The CEO needs to increase company margins. He turns to the engineering leadership team to help.
Engineering leadership puts together a sound plan. First the objective to “Increase Company Margins” is decomposed into a collection of eng-level goals like “Reduce Tier 2 Support Hours”. Each of these eng-level goals decompose into division-level goals like “Reduce Customer Onboarding Tier 2 Support Escalations”, which decompose into team-level goals like “Reduce Customer Onboarding Exceptions”.
At the surface it may seem like the path forward is clear. Each engineering team just needs to achieve their individual goals, and the solutions will roll up into the org level goals. But the work of engineering leadership has just begun.

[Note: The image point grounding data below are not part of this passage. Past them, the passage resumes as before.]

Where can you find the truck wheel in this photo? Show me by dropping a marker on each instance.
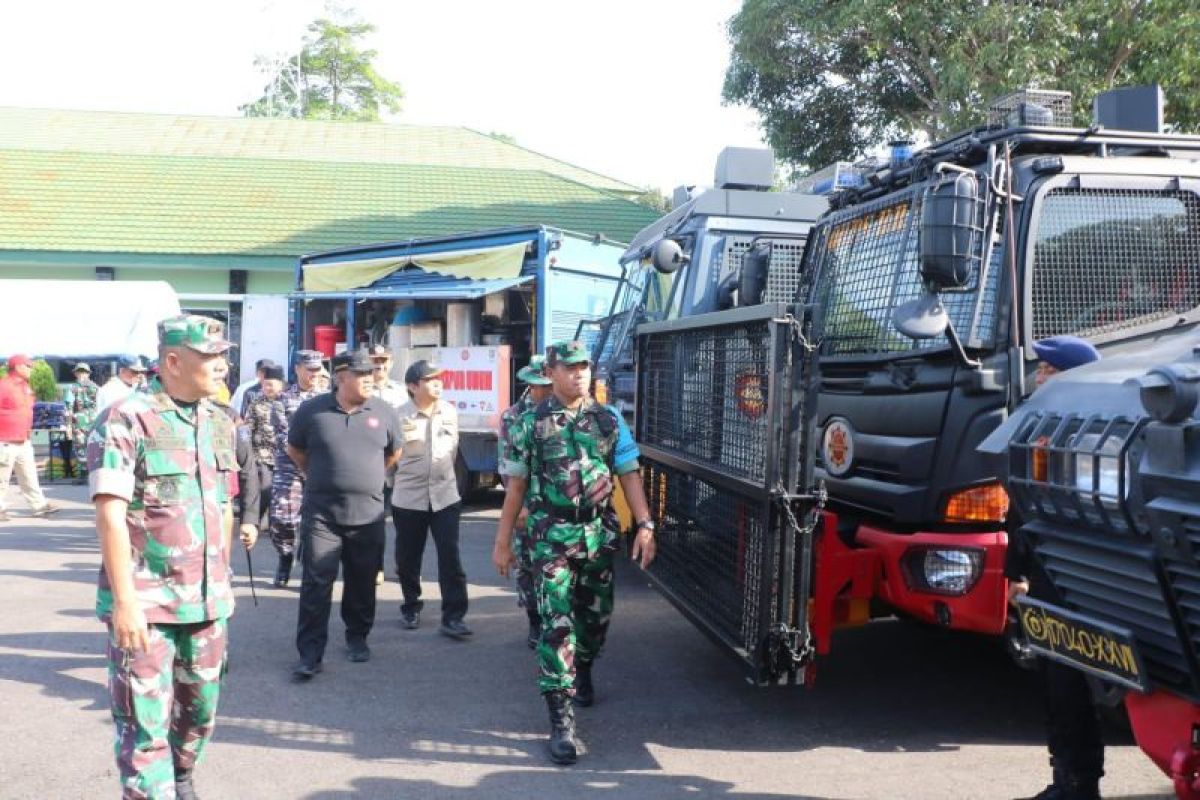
(462, 476)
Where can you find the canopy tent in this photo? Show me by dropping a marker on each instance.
(81, 319)
(502, 262)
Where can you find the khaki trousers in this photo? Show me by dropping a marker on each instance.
(19, 459)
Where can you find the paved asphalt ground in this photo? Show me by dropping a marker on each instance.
(899, 711)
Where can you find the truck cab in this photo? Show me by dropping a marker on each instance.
(689, 262)
(1048, 230)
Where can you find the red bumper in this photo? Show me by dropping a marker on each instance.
(1165, 727)
(847, 578)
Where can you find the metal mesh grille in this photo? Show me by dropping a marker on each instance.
(870, 264)
(703, 395)
(783, 274)
(1109, 260)
(1001, 110)
(712, 552)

The engineer tasked with reducing customer onboarding exceptions is unlikely to understand the relationship of this workstream with company margins - they may or may not even know what Tier 2 support is. The great game of corporate telephone can easily send them down the wrong road. For example, suppose the engineer reviews recent customer onboarding exceptions, identifies a flaky service dependency as a common root cause, and then writes a design to remove the dependency. This will likely read as a solid plan to someone reviewing the design at a surface level.
But perhaps the specific exceptions triggered by this flaky service dependency do not require Tier 2 support to resolve! Then fixing these exceptions will not remove Tier 2 support, and the engineer’s plan will not help the key business goal.

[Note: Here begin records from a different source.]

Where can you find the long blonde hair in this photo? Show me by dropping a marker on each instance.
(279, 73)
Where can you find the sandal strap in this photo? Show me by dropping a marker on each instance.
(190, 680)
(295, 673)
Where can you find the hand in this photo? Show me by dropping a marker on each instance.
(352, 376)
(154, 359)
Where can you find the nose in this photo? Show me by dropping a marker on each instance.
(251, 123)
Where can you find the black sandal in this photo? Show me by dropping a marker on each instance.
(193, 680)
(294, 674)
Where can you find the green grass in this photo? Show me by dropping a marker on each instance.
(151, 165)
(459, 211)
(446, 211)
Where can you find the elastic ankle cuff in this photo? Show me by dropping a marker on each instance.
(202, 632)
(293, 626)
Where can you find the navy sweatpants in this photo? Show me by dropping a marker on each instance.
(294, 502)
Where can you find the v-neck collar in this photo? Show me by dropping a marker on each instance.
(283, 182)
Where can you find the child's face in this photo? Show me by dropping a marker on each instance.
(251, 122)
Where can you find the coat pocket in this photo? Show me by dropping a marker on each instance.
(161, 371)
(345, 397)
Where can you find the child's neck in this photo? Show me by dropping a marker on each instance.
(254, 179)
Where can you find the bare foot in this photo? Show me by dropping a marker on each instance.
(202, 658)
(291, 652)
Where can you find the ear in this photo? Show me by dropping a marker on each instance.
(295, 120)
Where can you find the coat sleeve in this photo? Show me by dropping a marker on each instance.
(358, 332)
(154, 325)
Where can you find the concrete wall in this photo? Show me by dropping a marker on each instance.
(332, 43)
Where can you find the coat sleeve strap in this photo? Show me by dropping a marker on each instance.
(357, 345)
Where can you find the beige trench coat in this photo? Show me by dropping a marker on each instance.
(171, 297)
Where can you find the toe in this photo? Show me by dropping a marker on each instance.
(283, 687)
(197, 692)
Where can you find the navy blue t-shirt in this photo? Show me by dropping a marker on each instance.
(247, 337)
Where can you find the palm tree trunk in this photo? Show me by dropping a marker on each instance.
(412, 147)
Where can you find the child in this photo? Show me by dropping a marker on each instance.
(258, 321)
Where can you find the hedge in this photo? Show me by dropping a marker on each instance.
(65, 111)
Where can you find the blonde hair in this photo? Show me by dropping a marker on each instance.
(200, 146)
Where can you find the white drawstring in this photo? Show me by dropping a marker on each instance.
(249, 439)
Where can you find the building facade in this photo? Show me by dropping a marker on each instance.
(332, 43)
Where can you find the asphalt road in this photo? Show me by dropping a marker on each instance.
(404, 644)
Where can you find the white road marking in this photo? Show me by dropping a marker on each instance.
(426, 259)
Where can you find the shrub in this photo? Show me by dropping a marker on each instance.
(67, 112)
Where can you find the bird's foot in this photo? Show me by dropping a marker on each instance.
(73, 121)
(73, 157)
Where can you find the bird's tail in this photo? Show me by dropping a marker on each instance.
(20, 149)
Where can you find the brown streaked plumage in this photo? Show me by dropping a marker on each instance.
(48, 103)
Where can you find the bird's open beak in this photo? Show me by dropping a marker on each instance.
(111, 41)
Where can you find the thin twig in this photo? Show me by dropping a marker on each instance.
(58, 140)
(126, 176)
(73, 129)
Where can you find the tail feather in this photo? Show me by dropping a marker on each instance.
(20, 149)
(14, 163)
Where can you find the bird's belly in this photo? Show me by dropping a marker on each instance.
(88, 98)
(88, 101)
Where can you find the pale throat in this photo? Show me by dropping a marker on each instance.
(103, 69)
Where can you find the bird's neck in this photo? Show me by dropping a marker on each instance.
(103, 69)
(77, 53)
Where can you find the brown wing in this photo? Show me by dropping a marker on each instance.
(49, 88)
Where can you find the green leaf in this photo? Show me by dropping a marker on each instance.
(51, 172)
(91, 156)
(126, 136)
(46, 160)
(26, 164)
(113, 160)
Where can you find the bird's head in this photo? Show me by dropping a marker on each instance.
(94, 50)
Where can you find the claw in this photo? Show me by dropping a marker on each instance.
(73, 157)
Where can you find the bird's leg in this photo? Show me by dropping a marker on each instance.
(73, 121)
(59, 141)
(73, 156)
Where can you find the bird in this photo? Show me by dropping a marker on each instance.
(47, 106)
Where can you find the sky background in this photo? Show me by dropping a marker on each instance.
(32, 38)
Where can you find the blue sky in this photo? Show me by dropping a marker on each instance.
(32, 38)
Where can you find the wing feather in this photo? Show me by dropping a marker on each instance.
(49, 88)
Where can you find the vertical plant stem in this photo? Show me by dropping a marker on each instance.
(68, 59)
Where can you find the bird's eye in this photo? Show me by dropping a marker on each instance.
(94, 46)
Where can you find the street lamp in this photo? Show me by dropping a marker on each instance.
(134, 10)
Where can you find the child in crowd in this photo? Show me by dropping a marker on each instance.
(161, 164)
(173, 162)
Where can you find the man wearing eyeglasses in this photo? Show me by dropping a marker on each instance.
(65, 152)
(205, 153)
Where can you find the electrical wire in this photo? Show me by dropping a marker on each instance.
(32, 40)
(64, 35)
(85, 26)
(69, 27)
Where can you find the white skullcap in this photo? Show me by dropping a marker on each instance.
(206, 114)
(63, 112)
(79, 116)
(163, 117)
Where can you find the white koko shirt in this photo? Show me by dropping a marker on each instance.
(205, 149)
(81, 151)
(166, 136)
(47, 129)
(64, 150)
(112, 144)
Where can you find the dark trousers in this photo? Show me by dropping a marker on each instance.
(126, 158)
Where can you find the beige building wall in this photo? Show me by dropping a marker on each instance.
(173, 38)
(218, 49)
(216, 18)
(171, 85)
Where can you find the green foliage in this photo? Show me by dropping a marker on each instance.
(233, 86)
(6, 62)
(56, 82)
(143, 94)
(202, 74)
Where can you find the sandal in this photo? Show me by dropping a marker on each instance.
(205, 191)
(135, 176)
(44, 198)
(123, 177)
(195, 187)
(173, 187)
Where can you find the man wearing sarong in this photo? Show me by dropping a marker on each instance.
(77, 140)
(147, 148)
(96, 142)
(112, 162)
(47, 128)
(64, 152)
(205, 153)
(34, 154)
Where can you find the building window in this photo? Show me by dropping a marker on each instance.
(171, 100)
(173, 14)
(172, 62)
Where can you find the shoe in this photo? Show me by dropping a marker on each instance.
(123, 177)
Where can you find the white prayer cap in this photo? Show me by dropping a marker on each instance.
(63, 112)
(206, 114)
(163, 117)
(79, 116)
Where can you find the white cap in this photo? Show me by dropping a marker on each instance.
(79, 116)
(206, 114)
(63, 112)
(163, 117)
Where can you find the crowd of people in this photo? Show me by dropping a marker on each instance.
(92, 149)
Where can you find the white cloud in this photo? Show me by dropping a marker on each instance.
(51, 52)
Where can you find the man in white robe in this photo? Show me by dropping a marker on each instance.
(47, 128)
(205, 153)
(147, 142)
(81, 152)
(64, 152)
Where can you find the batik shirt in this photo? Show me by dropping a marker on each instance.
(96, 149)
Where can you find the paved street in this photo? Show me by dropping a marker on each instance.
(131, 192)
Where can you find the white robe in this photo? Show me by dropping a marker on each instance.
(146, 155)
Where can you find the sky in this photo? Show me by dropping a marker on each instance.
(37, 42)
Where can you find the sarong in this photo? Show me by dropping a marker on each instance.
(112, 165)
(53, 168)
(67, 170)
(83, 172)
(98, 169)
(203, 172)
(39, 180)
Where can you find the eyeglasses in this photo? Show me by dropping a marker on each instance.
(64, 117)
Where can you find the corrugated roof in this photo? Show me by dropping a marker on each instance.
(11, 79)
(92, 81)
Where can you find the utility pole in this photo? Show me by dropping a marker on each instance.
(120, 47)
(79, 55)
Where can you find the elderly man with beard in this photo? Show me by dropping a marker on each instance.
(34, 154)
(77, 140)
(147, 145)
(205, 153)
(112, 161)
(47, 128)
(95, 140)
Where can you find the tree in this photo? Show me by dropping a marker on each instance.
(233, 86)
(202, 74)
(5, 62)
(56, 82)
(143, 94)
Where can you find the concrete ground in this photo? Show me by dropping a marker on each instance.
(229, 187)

Executing this plan - which might take multiple months to implement, test and deploy - means needlessly ballooning the budget and extending the timeline of a critical business initiative. Although each leader in the chain decomposed their problem nicely, the end result was failure. How can we prevent this?
The key miss is that the success criteria of “Reduce Customer Onboarding Exceptions” was fundamentally underspecified. The leader who derived this may not have known that only certain customer onboarding exceptions trigger Tier 2 support cases - this is the kind of critical detail that may be invisible to anyone who does not look at log data every week.

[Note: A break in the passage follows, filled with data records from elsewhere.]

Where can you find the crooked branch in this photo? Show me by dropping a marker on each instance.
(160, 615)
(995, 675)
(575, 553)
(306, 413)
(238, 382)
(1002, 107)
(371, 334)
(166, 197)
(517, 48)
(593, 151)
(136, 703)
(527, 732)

To solve this we need to establish a feedback loop between high level objectives, low level specifications, and technical details. This requires an extremely high degree of accountability from a small number of key decision makers - sometimes engineering managers, sometimes tech leads - who own high level objectives and feel personal responsibility for every technical decision that their team makes to achieve them.
This is the cornerstone of effective technical execution. The difference between a seemingly well-scoped project landing on time or an order of magnitude over budget can depend on whether engineering leaders with the right business and technical context have taken the time to deeply inspect critical plans, decisions, and designs.
So what exactly do these leaders need to do?
The first step is to define an initial set of success criteria. These should be:
- Comprehensive - It should not be possible to achieve these goals and still fail
- Minimal - The success criteria should focus on what needs to be achieved, not the details of how it will be achieved
- Written - There needs to be a single source of truth
- Falsifiable - The success criteria must be concrete and ideally measurable
It’s often helpful to write non-goals alongside success criteria. For example, a non-goal for the “Reduce Customer Onboarding Exceptions” workstream might be “Reduce Customer Onboarding Exceptions That Don’t Require Tier 2 Support”.
Next, the leader needs to inspect the critical decisions, designs, and plans to achieve these success criteria. This can’t be an exercise in micromanagement. Leaders have the responsibility to harness, not stifle, the unique context understood by the engineer with their hands on the keyboard. Success criteria should be somewhat prescriptive and tops down, but solutions must be bottoms up.
When executed correctly this inspection can unveil cracks and inconsistencies in the initial set of success criteria. A critical detail - like the fact that only certain customer onboarding exceptions trigger Tier 2 support cases - may only reveal itself after hours of poring over logs. At its best technical inspection is an iterative process of setting success criteria, inspecting solutions, and increasing the specificity of the success criteria.
The key ingredients of effective inspection are accountability and trust. The leader must feel personally responsible for their team’s decisions, but not be a zealot. Trust should flow in two directions - leaders must trust that their engineers will make the right decisions with the right context, and engineers must trust that their leaders will embrace a solution that is unfamiliar to them but correct. This leads to faster execution and a healthier organization.